O agronegócio brasileiro está preocupado com a alta do desmatamento, com a má imagem do país no exterior e quer se descolar rapidamente do segmento que pratica a ilegalidade. Os ataques do presidente Jair Bolsonaro à Europa são outra angústia. O bloco compra mais de US$ 5 bilhões ao ano de soja brasileira e “dita tendências”. Nesse quadro delicado, “é questão de tempo” para um boicote a produtos do Brasil.
Esses alertas são do goiano Marcello Brito, CEO da Agropalma e presidente da Associação Brasileira do Agronegócio (Abag). Fala em nome de um setor que responde por mais de R$ 1,2 trilhão ao ano e contribui com mais de 20% do PIB. “Vai custar caro ao Brasil reconquistar a confiança de alguns mercados internacionais.”

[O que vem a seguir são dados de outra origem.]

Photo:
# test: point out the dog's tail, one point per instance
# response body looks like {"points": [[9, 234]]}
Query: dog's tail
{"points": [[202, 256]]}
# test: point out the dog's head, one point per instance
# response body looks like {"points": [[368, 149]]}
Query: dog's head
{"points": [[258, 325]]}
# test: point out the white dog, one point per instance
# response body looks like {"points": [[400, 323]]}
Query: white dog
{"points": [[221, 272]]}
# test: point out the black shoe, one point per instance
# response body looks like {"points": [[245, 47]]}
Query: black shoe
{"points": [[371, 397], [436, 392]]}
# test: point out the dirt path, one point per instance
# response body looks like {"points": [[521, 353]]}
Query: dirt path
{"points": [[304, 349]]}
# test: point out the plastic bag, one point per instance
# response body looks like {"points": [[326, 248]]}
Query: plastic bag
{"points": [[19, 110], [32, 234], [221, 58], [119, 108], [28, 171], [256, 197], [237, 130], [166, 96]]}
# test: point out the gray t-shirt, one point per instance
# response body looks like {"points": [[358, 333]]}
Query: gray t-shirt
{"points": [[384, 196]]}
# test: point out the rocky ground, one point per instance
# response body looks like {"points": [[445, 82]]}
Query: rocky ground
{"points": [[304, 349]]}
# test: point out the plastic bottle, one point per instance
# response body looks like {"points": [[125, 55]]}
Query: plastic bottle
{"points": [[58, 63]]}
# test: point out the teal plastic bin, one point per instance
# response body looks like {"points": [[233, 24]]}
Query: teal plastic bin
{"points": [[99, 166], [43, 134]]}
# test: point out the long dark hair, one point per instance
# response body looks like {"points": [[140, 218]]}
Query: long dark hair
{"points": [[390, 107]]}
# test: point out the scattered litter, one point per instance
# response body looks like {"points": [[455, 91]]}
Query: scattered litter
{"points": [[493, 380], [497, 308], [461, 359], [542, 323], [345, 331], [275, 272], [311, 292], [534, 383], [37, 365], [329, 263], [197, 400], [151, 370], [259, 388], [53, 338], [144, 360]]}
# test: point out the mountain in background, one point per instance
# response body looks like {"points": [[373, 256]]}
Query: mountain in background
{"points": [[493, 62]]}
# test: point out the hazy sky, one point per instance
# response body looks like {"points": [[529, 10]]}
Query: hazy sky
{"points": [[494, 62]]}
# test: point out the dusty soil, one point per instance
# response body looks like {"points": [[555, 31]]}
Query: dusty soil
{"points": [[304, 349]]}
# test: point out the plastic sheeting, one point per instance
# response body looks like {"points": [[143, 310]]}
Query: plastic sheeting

Para ele, o agronegócio não precisa avançar sobre as terras indígenas (“já temos terras demais), as ONGs não são o inimigo (“são mais um player da economia), a preservação custa (e os produtores deveriam ser remunerados por isso) e “a riqueza bioeconômica da Amazônia é incalculável”.
Brito falou ao Valor durante a Semana do Clima, em Salvador. A seguir os principais trechos: Valor: O senhor faz uma distinção em relação ao setor da economia que representa. Diz que fala em nome do agronegócio legal. Por quê?
Marcello Brito: Faço questão de dizer isso pelo seguinte: a agricultura brasileira há 20 ou 30 anos era de baixa tecnologia e crescia por expansão de área. Em anos mais recentes, a agricultura brasileira, que é uma das mais especializadas do mundo, cresceu muitíssimo em tecnologia e em produtividade. Só que o mesmo ranço que colava no agronegócio, de desmatamento irrracional, continuou no setor. Quando hoje pegamos os dados, sejam eles de qualquer ONG internacional e nacional, sejam de qualquer instituto governamental, a gente vê que o desmatamento não tem ligação com o agronegócio. Pelo menos 80% do desmatamento, alguns falam em 90%, não têm relação com o agronegócio.
Valor: Tem ligação com quem?
Brito: Grilagem de terra, desmatamento ilegal para madeira, agricultura familiar, comunidades locais e assentamentos. Esse pessoal está ainda ligado a desmatamento porque tem baixa tecnologia e são obrigados a fazer agricultura de rotação: derruba a mata, toca fogo, aduba o solo com cinzas. Mas, como o solo amazônico é ruim, vai produzir dois ou três anos, no máximo. Aí vai para outro lugar e fazem a mesma coisa.
Valor: O sr. fala de agricultura de alta eficiência, mas a pecuária ainda tem índices muito ruins.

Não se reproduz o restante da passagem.